Écrit par Werner Dejaeghere

Il y a de ses films qui savent qui ne resteront pas dans l’Histoire, mais qui existent pour ce qu’ils sont. 45 Ans est de ceux-là,  sans prétention aucune il se livre, se regarde et se déguste sans pour autant vouloir être plus. Andrew Haigh à qui l’on doit le méconnu Week-End livre un très joli film sur le couple, mais surtout sur le temps qui passe par le prisme de l’amour. 45 Ans se montre parfois très plat dû à une certaine distance par rapport à son sujet et ses personnages, aussi à cause d’une réalisation trop fixe qui rend le tout loin d’être ennuyeux, mais un peu froid. Qu’importe, à la fois plein de pudeur et sans fard, Haigh explore le couple dans un portrait d’une grande justesse et d’une élégance rare.

Synopsis :

Kate et Geoff Mercer sont sur le point d’organiser une grande fête pour leur 45e anniversaire de mariage. Pendant ces préparatifs, Geoff reçoit une nouvelle : le corps de Katya, son premier grand amour, disparu 50 ans auparavant dans les glaces des Alpes, vient d’être retrouvé. Cette nouvelle va alors bouleverser le couple et modifier doucement le regard que Kate porte sur son mari…

(Source : AlloCiné)

Le film est emmené par un casting absolument prodigieux, deux interprètes qui portent le projet sur leurs épaules avec un talent monstre. Charlotte Rampling (Portier De Nuit, Sous Le Sable, ) et Tom Courtenay (La Nuit Des Généraux, Quartet, ) tous deux récompensés d’un Ours d’Argent pour leurs interprétations. Jouant de leurs images, assumant leurs vieillesses, ils composent leurs personnages avec une force tranquille magnifique. C’est simple, ils brillent de mille feux. Andrew Haigh les observe souffrir, s’aimer, vivre avec un naturel désarmant dans une chronique qui parle plus avec l’image que les mots, des silences qui veulent tout dire, des expressions qu’il capte, il montre tout, mais toujours avec pudeur. 45 Ans même dans son final où un personnage déclame son amour dans un discours, il n’a que faire des mots, ici on préfère regarder les personnages avant de les écouter.
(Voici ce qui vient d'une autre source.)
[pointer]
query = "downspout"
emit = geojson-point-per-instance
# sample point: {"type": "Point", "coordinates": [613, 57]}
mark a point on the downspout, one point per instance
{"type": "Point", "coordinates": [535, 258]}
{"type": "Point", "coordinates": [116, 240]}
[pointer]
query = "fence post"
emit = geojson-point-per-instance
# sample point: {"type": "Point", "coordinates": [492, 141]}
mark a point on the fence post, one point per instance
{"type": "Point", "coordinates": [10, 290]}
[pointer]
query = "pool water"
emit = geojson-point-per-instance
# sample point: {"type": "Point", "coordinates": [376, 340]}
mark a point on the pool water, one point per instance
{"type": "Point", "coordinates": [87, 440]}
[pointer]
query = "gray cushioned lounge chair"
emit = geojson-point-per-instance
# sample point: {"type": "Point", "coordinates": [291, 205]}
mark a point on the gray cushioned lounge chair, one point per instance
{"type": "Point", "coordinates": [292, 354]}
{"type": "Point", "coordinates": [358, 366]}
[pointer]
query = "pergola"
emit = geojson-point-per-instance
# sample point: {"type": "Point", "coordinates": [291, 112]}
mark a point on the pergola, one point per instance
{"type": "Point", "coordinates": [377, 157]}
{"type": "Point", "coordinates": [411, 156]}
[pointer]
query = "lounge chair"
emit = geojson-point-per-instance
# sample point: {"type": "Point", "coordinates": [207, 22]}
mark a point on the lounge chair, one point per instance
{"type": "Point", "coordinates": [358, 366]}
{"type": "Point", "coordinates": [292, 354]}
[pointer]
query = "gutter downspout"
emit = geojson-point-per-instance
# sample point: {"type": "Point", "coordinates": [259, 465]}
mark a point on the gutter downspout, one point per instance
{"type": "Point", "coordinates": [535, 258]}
45 Ans n’est bien entendu pas un grand film. Il y a des défauts que ça soit dans le rythme ou la réalisation, mais rien d’honteux loin de là. Tout passe par l’image, il est donc normal que par moments on puisse ressentir des longueurs (qui n’en sont pas vraiment). Andrew Haigh préfère observer et il a raison, car ici tout sonne juste. Il y a dans cette chronique de vie de gens simple qui se rappelle leur vie au travers de souvenir, une espèce de vérité universelle qui le rend attachant. 45 Ans c’est un beau sur l’amour, mais le fait de prendre un vieux couple permet de le voir se muer en œuvre sur le temps qui passe, ce mélange de joie et d’amertume, de ce qui fait la vie en somme se révèle touchant.

A. Haigh ne livre rien d’extraordinaire en termes de cinéma, mais son film tout à fait honorable à quelque chose de grand dans sa manière de regarder son sujet en face. 45 Ans est un petit film qui fait du bien, certes il n’a rien de révolutionnaire, mais voir ces deux acteurs fantastiques parler de ce qui fait l’amour et la vie avec un naturel sidérant à quelque chose de fort.

45 Ans (45 Years) de Andrew Haigh : 3/5

(sortie le 27/01/2016)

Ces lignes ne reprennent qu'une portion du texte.